At the airport on March 19, I was experiencing chest spasms and my hands were trembling. Two hours before my flight, I decided to cancel my trip.

The following morning, on my 31st birthday, I rushed myself to the hospital and was confined for six days. As my family is in the province, my friends from church took turns in looking after me day in and day out for the first four days and four nights. I underwent several tests and it was also discovered that my potassium was low, most probably because of the medications I was previously taking said the doctor. My muscles and lungs were weak as revealed by my pulmonary function test. I was on intravenous and constant infusion of antibiotics and steroids aside from the daily dose of various meds and being nebulized thrice a day. This was the first time I have ever been hospitalized.

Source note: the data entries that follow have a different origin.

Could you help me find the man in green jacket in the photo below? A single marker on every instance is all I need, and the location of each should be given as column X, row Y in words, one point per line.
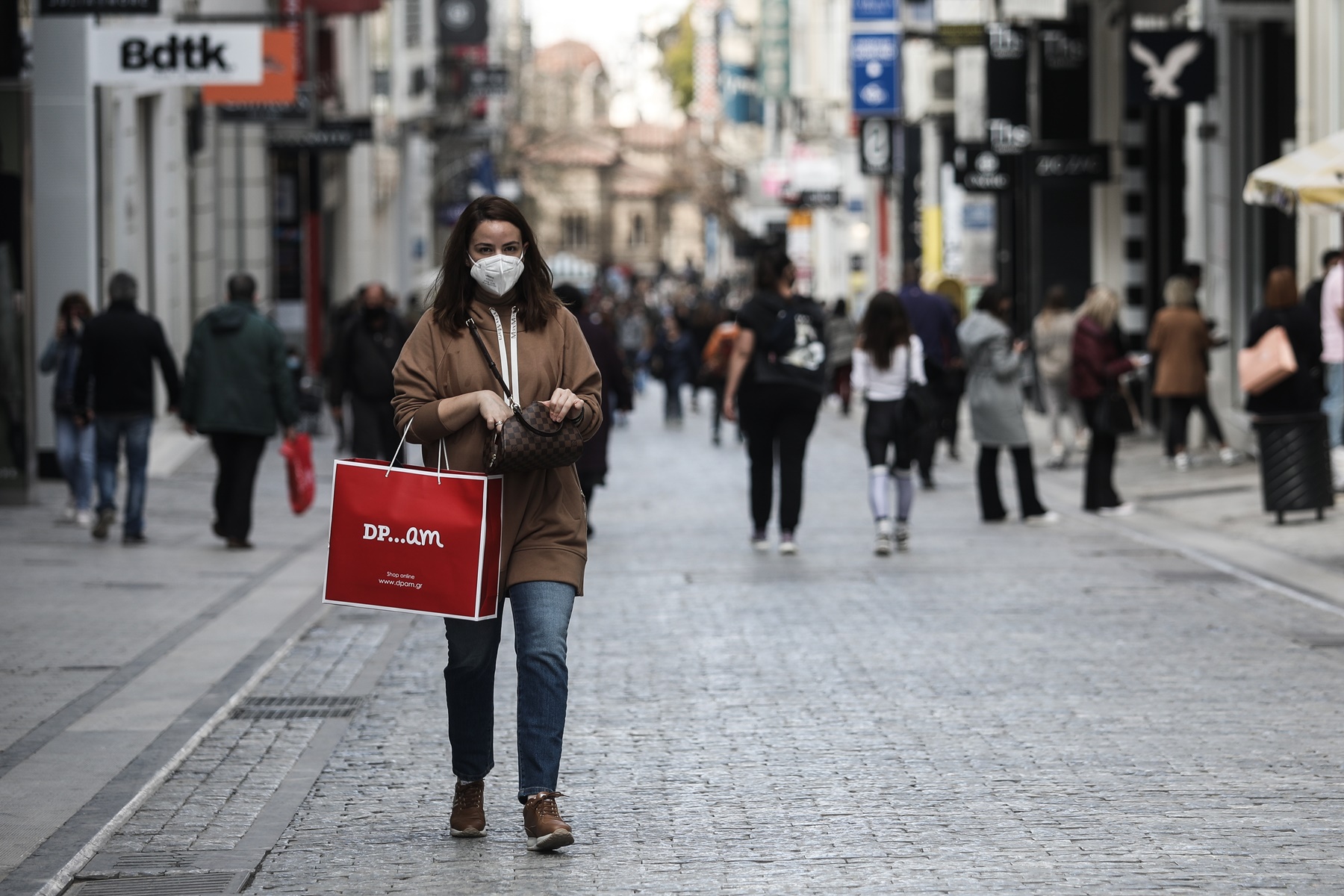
column 237, row 388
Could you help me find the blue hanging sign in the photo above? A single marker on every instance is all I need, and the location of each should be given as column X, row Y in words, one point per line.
column 874, row 11
column 875, row 63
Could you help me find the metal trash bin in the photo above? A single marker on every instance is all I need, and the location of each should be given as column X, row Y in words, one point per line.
column 1295, row 458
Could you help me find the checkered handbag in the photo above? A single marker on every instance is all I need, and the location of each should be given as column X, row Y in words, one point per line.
column 530, row 440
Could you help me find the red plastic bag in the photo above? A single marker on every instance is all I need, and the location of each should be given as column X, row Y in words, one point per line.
column 416, row 539
column 297, row 452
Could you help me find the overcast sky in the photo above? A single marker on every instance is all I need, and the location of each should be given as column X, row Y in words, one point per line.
column 613, row 28
column 608, row 26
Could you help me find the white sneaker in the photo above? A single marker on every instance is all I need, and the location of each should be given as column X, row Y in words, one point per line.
column 882, row 546
column 902, row 536
column 1048, row 517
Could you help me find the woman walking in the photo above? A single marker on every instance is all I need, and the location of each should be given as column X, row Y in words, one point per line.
column 494, row 277
column 886, row 361
column 994, row 363
column 1098, row 363
column 1301, row 393
column 1180, row 340
column 1051, row 336
column 74, row 440
column 776, row 382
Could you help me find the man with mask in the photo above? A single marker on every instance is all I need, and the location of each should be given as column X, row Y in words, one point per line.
column 362, row 370
column 237, row 388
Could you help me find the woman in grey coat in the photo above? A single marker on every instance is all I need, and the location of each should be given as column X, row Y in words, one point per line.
column 994, row 361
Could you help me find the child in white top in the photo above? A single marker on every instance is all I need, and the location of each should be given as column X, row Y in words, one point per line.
column 887, row 359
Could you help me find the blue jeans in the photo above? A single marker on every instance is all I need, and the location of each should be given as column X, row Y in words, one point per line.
column 541, row 628
column 74, row 452
column 1334, row 403
column 134, row 429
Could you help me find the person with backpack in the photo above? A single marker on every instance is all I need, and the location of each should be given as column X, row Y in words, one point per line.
column 887, row 359
column 776, row 383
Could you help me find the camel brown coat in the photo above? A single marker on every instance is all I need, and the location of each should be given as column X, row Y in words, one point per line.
column 1180, row 339
column 544, row 536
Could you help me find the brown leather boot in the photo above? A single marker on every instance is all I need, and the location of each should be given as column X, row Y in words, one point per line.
column 546, row 830
column 468, row 810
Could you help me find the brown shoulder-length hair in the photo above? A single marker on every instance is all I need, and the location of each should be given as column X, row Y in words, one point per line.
column 1281, row 287
column 883, row 328
column 455, row 287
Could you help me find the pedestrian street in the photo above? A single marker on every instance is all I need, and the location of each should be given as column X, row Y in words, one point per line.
column 1003, row 709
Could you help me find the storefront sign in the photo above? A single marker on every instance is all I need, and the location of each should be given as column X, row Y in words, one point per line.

I was on my own for two nights and three days until I was finally discharged. It was a defining moment for me. I had to drag my IV stand to the restroom whenever I have to relieve myself. I struggled changing clothes every day when I have to slip the IV container and tubes into the sleeves of my shirt and hospital gown, carefully, so I would not bleed. I had to wash my utensils before and after meals. I ate alone. I read my Bible.  I walked around my room when boredom strikes and I had to console myself once in a while. But I would go on to realize I made it through those days because I was alone with God. He was my comfort and he was my peace. It was during those days that the LORD impressed on me that I have been very self-sufficient recently I thought I can do everything I wish and on my own. Living independently away from family made heart extremely proud. So proud I lost sight of the important things in life that God has called me to prioritize which is my relationship with him and with my family and with the people he has placed in my life. God humbled me by allowing my sickness so that I would have a time to reflect that my life is not all about my own agenda but His, because I am His. In his unfailing love he disciplined me like a father would to his child. And he is my Father, and I am his child.

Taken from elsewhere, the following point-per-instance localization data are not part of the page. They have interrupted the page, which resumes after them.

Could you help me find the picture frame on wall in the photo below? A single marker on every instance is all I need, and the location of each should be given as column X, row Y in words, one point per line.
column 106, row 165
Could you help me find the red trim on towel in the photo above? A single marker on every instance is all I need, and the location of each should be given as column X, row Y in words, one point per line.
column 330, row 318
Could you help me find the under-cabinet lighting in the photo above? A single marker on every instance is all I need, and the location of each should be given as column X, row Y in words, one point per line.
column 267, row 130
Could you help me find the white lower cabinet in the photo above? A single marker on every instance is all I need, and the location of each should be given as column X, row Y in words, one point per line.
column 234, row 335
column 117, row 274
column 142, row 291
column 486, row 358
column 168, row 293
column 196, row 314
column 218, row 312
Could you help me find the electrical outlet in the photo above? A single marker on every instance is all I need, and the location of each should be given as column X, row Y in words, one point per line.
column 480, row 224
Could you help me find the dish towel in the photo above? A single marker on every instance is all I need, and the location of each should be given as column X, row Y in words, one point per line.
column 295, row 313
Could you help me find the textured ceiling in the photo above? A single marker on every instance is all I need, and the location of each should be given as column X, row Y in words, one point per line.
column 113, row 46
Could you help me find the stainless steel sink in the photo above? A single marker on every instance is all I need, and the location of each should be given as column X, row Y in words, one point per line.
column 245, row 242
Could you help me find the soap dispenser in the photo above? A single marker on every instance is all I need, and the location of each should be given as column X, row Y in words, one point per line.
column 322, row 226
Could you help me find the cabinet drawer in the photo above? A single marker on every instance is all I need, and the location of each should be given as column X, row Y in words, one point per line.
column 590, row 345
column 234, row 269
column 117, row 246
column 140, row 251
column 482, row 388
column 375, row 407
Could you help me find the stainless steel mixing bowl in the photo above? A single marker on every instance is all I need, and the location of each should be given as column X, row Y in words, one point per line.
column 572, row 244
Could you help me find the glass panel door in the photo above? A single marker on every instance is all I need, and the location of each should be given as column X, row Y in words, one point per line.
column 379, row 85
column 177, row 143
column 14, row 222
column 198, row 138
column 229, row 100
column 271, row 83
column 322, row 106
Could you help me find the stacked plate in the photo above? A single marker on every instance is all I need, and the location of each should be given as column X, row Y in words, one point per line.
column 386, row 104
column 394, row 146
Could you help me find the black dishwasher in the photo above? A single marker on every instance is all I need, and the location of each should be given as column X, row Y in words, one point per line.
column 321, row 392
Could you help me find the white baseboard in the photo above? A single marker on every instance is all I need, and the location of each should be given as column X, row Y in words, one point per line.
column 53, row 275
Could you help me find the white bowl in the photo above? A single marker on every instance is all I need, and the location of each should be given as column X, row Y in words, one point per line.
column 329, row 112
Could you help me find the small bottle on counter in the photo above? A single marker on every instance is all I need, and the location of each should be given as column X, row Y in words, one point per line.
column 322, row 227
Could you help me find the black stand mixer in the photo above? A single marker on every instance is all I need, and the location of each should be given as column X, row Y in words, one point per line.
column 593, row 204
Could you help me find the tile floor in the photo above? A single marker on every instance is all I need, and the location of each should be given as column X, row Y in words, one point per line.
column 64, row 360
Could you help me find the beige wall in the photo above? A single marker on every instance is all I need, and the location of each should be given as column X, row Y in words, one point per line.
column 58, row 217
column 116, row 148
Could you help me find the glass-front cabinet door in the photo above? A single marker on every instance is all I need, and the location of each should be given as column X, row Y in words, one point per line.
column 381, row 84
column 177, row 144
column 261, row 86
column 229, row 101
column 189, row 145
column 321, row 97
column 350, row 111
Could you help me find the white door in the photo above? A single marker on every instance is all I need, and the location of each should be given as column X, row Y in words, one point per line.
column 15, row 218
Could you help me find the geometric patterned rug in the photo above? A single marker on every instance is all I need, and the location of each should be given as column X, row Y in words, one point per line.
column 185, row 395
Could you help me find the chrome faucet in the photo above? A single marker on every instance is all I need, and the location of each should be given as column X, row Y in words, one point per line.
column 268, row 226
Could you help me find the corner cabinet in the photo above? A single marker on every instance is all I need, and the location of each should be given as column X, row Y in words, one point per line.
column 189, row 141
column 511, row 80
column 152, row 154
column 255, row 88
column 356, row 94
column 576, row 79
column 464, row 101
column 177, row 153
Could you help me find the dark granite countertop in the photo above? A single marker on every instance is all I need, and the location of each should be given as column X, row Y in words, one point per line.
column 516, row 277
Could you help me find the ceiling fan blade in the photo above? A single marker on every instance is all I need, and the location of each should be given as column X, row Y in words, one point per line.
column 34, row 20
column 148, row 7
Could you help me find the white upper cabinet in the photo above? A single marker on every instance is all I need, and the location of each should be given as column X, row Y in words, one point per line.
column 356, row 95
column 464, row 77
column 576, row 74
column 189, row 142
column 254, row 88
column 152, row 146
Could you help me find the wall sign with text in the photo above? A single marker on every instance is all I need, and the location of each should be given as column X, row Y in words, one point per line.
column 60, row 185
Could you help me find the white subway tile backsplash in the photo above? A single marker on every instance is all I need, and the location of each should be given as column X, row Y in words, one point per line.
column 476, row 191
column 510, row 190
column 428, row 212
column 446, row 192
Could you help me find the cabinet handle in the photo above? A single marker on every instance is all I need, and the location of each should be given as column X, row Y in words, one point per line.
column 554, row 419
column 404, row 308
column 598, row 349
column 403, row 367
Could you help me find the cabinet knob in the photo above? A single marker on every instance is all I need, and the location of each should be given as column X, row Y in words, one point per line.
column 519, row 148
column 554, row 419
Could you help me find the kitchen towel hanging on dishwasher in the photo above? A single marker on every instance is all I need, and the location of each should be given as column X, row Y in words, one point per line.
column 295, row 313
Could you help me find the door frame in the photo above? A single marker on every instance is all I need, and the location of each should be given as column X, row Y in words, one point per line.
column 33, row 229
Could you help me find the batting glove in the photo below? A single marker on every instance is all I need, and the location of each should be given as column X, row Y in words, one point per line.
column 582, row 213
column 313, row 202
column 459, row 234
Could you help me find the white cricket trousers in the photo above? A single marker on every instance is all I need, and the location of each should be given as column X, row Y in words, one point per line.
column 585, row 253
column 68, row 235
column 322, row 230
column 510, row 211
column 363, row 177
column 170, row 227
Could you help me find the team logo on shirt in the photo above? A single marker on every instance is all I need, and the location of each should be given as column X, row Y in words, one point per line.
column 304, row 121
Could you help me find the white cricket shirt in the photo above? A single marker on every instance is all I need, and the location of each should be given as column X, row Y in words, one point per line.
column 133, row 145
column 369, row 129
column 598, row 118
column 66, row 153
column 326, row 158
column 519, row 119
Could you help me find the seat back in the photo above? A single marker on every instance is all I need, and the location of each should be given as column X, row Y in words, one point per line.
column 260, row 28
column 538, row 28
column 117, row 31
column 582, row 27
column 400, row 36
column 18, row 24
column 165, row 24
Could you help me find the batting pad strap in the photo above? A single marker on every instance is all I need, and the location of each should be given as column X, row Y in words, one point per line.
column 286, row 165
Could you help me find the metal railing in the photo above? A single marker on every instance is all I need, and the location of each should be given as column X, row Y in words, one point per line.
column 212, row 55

During my confinement, I also had the privilege to intercede for the sick in that hospital especially for the four-month old baby across my room who is suffering from pneumonia. I experienced how people can be so kind and gentle when most of the nurses and doctors went extra mile in taking care of me and making sure I was ok during those days and nights I was alone.

I praise God for my affliction. I praise him for my pain because I had the privilege to experience an outpour of love from the people around me. I praise Him because in my affliction I experienced his grace in a very special way. He sustained me. I experienced how he provided extraordinary strength and courage and how he provided financially. I praise him because my faith was renewed and my perspective and priorities were redefined. I learned to depend on him more and to thank him for the daily miracles in life. To wake up each day is indeed a miracle.

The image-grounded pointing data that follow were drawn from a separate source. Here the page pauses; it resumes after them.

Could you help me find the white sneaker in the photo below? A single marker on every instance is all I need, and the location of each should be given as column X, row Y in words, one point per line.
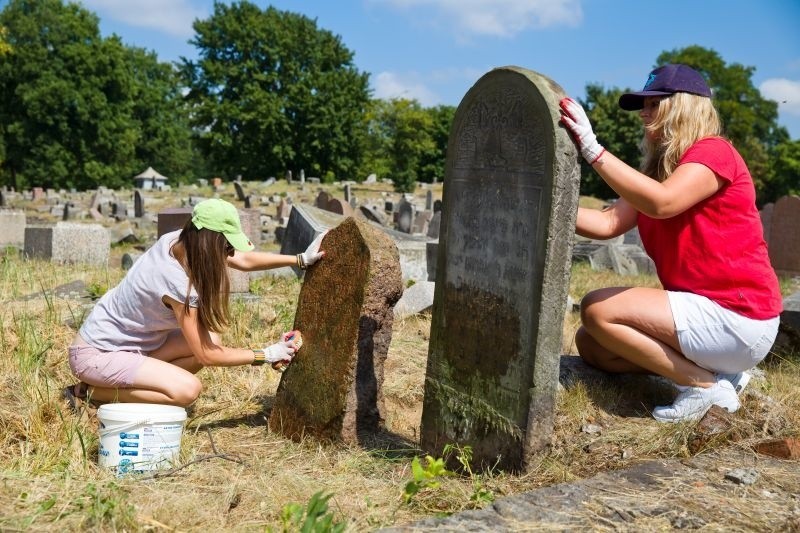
column 739, row 381
column 694, row 402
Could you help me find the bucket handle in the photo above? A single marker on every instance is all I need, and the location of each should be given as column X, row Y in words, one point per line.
column 123, row 427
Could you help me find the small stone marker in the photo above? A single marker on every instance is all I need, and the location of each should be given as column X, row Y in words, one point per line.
column 510, row 200
column 784, row 238
column 69, row 242
column 12, row 227
column 332, row 389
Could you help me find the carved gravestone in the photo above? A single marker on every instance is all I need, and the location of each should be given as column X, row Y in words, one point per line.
column 784, row 238
column 138, row 204
column 502, row 275
column 332, row 389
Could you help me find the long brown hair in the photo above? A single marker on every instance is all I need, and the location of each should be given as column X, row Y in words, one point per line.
column 206, row 257
column 682, row 119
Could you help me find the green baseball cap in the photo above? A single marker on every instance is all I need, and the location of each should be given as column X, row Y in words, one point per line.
column 218, row 215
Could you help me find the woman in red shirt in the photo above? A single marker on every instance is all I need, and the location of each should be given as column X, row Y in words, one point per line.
column 694, row 203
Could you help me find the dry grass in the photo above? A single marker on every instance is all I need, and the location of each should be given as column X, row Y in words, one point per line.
column 50, row 479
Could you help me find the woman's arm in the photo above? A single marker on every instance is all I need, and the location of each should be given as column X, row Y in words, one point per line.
column 608, row 223
column 200, row 343
column 249, row 261
column 688, row 185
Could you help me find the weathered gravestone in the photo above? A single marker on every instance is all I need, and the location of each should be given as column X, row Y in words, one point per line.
column 12, row 227
column 69, row 242
column 332, row 389
column 510, row 201
column 784, row 237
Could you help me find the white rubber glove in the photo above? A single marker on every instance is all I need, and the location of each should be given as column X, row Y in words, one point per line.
column 313, row 253
column 280, row 351
column 574, row 118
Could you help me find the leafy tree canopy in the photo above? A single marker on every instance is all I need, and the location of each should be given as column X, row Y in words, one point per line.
column 272, row 92
column 75, row 106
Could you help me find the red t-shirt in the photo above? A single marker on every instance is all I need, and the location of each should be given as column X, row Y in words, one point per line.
column 716, row 248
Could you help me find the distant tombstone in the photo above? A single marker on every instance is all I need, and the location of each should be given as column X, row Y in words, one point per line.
column 322, row 200
column 784, row 237
column 333, row 388
column 69, row 242
column 766, row 220
column 173, row 218
column 373, row 214
column 138, row 204
column 405, row 216
column 433, row 225
column 240, row 195
column 12, row 227
column 340, row 207
column 510, row 196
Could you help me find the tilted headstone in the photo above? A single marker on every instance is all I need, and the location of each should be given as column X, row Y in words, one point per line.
column 510, row 201
column 240, row 195
column 332, row 389
column 784, row 237
column 69, row 242
column 12, row 227
column 138, row 204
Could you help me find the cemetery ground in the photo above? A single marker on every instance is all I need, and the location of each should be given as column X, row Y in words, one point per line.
column 235, row 474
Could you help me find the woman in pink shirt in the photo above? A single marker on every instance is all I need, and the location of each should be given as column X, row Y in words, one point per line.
column 693, row 201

I am still in the process of recovering fully, depending on God’s grace daily. Yet I am certain that “He who began a good work within me will continue his work until it is finished on the day Christ Jesus returns. (Philippians 1:6)”

One hundred forty five hours in the hospital was a very difficult time. But Jesus was there and I have every reason to be joyful in my circumstances. He carried me through. He will continue to carry me through.

It’s not a good feeling to have spent my birthday in the hospital. It really sucked. But I rested in the promise of God in Isaiah 46:3-4. He said, “I have cared for you since you were born. I will be your God throughout your lifetime – until your hair is white with age. I made you, and I will care for you. I will carry you along and save you.”